Customization Guide

This guide covers the real extension points for UrsaMU — the patterns you
actually use to add commands, store per-object data, build plugins, and connect
to outside services.

Text Formatting

UrsaMU uses MUSH-style substitution codes for in-game text.

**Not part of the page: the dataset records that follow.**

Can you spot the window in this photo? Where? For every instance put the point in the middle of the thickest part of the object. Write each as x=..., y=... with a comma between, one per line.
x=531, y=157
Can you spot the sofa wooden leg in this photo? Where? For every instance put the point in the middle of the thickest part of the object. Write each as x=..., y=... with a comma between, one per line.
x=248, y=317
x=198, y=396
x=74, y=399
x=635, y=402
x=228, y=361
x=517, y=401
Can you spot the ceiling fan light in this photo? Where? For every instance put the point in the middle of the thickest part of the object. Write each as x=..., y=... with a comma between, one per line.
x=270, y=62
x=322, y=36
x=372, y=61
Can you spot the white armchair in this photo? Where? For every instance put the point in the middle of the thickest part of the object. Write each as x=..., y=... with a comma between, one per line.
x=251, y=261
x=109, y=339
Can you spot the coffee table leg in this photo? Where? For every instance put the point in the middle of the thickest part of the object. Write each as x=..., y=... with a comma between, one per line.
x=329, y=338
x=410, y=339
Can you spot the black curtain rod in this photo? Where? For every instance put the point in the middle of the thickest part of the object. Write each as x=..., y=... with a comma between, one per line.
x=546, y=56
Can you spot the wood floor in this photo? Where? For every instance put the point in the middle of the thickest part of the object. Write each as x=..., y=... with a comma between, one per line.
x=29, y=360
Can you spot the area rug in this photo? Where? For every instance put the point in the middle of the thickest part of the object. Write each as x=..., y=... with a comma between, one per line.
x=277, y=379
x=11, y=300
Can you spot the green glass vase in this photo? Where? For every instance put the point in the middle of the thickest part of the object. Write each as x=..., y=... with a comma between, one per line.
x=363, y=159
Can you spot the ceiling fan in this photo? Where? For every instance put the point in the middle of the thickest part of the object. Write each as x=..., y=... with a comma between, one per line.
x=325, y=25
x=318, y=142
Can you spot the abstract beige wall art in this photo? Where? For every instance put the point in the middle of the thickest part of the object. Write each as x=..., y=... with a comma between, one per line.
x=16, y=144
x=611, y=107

They work in any
string you pass to u.send(), u.broadcast(), or stored in a help file.

Color codes

Code Color / Effect
%cr Red
%cg Green
%cy Yellow
%cb Blue
%cm Magenta
%cw White
%ch Bold / bright
%cn Reset to normal

Example:

u.send("%ch%crERROR:%cn You can't do that.");
// → bold red "ERROR:" followed by normal text

Other substitutions

Code Expands to
%n Actor’s name
%r Newline
%t Tab
%b Space

Note: In the old Customization guide this was listed as %r = Red. That
was wrong — %r is a newline, not red. Red is %cr.


Custom Commands

Register new in-game commands with addCmd(). Call it at module level — it
runs once when your file is imported at server startup.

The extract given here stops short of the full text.